France is a famously literary nation, but its ideas of literature are rooted in a little-known eighteenth-century history, according to a new book by Dr Gemma Tidman in Queen Mary’s School of Languages Linguistics and Film.
Dr Tidman shines light on a little-known dispute that emerged in eighteenth-century France, when the expulsion of the Jesuits and the publication of Rousseau’s controversial novel ‘Emile’ sparked a debate around how public education could help produce the patriotic citizens France was felt to need.
Writers, politicians and teachers agreed that teaching pleasing, persuasive texts written by ‘great’ authors was key to this project – but they couldn’t agree on the texts or authors needed. And as they argued back and forth, one word kept coming up: not the word that had so far been used to refer to such texts, ‘belles-lettres’, but rather the word ‘littérature’.
In her first book, ‘The Emergence of Literature in Eighteenth-Century France: The Battle of the School Books’, Dr Tidman outlines the role of this overlooked debate on education reform in publicising modern ideas of literature in France. The book aims to change our understanding of the people, institutions and practices involved in making France the famously literary nation it is today.
In a study that spans some 300 years, Dr Tidman uses a unique blend of research methods to explore the sixteenth-century pre-histories of quarrels about education, and the afterlives of modern ideas of ‘littérature’ in nineteenth-century France.

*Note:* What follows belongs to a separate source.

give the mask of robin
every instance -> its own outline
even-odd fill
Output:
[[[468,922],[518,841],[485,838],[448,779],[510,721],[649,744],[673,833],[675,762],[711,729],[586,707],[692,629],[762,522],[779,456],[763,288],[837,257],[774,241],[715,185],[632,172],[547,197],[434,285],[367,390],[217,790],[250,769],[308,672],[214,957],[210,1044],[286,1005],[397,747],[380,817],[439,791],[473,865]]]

The book is one of the first studies to use social network analysis to map an early modern debate, and the open-access companion website offers interactive dynamic network visualisations of this debate as it evolved between 1762 and 1789. Dr Tidman also draws on new archival research to reveal that the Ecole royale militaire, founded by Louis XV in 1751, was one of the first institutions to teach something called ‘la littérature française’.

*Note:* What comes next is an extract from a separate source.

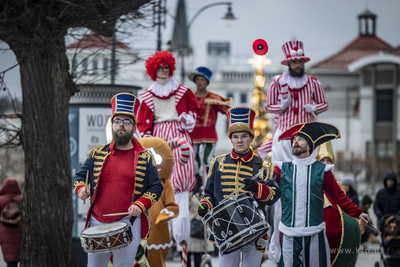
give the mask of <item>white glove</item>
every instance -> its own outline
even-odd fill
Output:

Commenting on the book’s publication, Dr Tidman said: “When I started working on this book, during my doctorate, I’d planned to study experiments in education in eighteenth-century France. But as I began digging into texts written by teachers and politicians, and then when I got to the archives of the Parisian military school, I realised I wasn’t quite getting what I’d expected…
“I thought I’d find innovative teaching methods, or perhaps a new emphasis on teaching maths and sciences rather than rhetoric and Latin – and I did find some of that, but what shocked me was the remarkable interest in teaching eloquent texts by modern French authors, increasingly referred to as ‘littérature’.
“In the military school archives, I found teachers employed to teach a subject called ‘la littérature française’ several years before other French public schools or institutions picked up on this new label for a subject. Literature in a military school education? Politicians recognising the humanities, and literature, as crucial for forming skilled citizens? I was a bit baffled!
“As an undergraduate I’d learned that, prior to the early nineteenth century, the word ‘literature’ usually referred to a quality someone could have – a kind of cultured erudition. I’d long been curious about how, when and why the word’s sense changed, and came to mean the sorts of things it does today: great texts, national canons, aesthetically pleasing works, or a school or university subject.
“I began to wonder, then, whether I might be able to use my research to answer this question that had puzzled me... albeit from a slightly unexpected angle! I found that this shift in meaning took place earlier than is typically thought – in the mid-1700s – and that, in France at least, the shift was propelled by a great debate about teaching reform and national identity.”
‘The Emergence of Literature in Eighteenth-Century France’ is published and sold by Liverpool University Press, with some parts of the book available free on their Manifold project site.